I am trapped in a birdcage. I am resisting it, but I will always be bound by this birdcage. I have lost in society’s eye by being trans. The thing is, for someone who is not a heterosexual, cisgender, financially-privileged, white man, there is not winning for me. This inability to win no matter what shows you the truth, gender is not truly a choice. It is compulsory. 
The fact that gender is inescapable makes the concept of dismantling the patriarchy feel hopeless, but Allan Johnson gives space for hope in “Unravelling the Gender Knot.” He describes all the expectations and things that encompass gender as a knot, and that there are things we can do to unravel this not.  One that resonates with me was to “openly choose and model alternative paths.”

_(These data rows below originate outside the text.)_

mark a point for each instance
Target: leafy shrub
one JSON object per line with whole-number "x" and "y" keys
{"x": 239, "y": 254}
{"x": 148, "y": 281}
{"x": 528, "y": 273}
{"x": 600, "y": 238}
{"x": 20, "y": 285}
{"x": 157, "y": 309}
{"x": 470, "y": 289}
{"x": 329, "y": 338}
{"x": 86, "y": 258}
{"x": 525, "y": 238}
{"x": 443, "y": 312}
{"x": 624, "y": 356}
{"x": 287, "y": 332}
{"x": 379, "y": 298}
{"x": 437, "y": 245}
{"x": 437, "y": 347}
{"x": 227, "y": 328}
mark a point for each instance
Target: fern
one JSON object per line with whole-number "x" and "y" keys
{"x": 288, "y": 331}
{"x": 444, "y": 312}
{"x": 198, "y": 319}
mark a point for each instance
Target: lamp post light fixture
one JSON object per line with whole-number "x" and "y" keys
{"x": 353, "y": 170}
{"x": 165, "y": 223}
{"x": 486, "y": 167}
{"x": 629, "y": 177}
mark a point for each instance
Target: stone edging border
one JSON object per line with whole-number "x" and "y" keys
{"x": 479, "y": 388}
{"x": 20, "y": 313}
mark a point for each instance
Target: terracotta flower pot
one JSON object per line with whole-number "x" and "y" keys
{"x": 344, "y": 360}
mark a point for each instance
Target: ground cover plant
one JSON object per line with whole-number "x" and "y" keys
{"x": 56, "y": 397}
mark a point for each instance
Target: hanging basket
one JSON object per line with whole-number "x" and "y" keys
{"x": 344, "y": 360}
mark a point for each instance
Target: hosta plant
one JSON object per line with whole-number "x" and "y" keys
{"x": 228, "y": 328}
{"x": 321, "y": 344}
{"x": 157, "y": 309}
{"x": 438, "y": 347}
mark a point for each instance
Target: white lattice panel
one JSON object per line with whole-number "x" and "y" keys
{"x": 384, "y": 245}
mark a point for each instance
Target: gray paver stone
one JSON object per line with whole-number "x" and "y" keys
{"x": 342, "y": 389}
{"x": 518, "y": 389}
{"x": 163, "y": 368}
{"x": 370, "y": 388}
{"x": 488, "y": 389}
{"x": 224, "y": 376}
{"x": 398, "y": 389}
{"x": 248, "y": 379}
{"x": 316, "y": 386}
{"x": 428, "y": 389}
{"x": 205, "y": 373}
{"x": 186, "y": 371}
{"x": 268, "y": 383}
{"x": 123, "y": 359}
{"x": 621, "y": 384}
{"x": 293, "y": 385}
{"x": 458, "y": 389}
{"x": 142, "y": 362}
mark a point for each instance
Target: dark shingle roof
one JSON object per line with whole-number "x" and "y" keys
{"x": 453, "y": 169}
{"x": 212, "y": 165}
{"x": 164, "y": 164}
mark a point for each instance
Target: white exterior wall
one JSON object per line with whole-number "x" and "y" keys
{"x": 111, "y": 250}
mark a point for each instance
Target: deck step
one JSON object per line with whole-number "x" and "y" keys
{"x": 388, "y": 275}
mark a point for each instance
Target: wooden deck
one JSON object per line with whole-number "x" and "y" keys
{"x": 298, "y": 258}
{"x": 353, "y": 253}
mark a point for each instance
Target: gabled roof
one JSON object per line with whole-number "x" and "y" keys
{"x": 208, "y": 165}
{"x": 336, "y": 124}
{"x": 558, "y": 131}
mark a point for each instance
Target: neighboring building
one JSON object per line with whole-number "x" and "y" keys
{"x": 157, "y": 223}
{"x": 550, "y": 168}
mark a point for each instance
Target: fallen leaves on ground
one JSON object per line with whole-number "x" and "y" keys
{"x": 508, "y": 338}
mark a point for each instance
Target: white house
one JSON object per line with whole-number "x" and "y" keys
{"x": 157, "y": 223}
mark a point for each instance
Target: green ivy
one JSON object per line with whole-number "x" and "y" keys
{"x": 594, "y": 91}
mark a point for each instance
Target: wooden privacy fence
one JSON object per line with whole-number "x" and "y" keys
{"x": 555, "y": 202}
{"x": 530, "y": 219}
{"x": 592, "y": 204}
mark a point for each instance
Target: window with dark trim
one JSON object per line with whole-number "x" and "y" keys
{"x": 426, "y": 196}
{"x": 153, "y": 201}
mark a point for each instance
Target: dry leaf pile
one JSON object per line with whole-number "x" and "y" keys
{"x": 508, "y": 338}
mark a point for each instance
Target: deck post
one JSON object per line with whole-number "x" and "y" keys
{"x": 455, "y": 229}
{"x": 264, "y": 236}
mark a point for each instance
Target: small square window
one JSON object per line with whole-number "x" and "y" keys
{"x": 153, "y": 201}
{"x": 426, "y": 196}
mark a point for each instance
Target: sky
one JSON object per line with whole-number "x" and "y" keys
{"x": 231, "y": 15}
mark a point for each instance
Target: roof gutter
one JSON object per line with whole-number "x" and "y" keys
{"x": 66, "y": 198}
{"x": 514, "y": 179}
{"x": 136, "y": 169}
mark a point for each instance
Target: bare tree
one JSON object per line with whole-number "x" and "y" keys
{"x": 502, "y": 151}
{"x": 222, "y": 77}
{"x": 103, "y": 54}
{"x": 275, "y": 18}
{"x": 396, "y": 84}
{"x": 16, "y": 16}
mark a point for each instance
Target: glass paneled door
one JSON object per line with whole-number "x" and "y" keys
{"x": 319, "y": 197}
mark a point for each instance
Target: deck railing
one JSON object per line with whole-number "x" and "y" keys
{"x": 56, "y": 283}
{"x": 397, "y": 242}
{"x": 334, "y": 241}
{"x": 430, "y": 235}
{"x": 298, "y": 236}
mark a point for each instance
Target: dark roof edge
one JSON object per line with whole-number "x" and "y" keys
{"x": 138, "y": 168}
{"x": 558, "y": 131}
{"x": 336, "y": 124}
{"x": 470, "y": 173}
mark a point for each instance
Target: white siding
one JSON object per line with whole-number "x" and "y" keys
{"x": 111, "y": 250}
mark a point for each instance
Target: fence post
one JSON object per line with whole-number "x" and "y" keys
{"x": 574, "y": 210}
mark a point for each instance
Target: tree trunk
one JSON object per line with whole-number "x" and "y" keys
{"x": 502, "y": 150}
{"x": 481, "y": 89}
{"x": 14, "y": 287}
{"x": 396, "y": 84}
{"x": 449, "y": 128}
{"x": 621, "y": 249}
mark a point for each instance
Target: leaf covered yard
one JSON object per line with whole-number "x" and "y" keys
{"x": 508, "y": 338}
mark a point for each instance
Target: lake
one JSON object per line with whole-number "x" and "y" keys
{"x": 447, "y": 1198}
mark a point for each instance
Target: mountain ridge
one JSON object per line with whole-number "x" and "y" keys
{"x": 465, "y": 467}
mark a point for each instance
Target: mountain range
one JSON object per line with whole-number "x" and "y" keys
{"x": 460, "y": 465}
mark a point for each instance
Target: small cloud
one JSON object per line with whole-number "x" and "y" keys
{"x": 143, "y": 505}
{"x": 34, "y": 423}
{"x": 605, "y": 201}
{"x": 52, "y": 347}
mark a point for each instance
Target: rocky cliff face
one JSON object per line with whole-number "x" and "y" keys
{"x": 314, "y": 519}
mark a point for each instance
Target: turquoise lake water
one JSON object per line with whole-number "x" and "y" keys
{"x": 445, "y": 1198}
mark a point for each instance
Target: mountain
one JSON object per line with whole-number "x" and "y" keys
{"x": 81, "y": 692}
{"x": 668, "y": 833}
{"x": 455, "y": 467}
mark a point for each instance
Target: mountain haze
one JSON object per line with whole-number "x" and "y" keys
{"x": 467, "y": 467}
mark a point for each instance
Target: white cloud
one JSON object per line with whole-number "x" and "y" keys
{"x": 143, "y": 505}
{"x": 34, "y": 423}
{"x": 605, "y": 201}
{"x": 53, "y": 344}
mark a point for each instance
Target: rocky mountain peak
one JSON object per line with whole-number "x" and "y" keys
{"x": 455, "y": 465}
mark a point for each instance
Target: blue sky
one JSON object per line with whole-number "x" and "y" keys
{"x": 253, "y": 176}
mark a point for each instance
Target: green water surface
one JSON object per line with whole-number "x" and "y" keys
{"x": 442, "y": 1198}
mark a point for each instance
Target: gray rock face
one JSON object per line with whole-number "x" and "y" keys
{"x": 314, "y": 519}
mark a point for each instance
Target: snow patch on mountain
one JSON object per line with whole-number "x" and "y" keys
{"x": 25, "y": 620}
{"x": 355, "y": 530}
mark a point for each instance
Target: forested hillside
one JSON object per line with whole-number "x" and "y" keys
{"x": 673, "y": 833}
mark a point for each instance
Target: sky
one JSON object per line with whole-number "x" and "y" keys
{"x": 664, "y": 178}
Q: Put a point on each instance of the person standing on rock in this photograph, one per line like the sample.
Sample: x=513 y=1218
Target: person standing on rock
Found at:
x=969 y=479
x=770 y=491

I mean, at the age of 6, I made the conscious decision to never wear dresses in public unless I was being forced. Not because I didn’t like them. I love them. As a 6-year-old, they were just another fun clothing item to me. Even at 6, I recognized that people treated me differently when I was in a dress. They told me not to run around, not to rough house. I was supposed to behave even more when I was in a dress. I saw adults coo at me and coddle me as if I was smaller and weaker in a dress, and I hated that. The last thing I wanted was to be treated like I was less capable than the other children around me just because I was wearing a dress. 
Dresses restricted me, but they taught me that I could take control over more body, over my gender expression, and people would treat me different. I didn’t know that’s what I was doing then, but I knew it made a difference when I chose not to wear dresses. The thing is, I still loved dresses, and I would wear them in my room by myself all the time. I let myself feel powerful in a clothing item I wasn’t supposed to feel powerful in at 6. When I wore dresses in secret, I did the things my mom told me I wasn’t supposed to do when wearing a dress. I would run around, jump around, sprawl out spreading my legs with no regard to how I was exposing my body because as a kid in private, I didn’t have to worry about being inappropriate. I could just have fun. At 6 years old, I was going down an alternative path and queering dresses. As Johnson said, “modeling new paths creates tension in a system, which moves towards resolution.”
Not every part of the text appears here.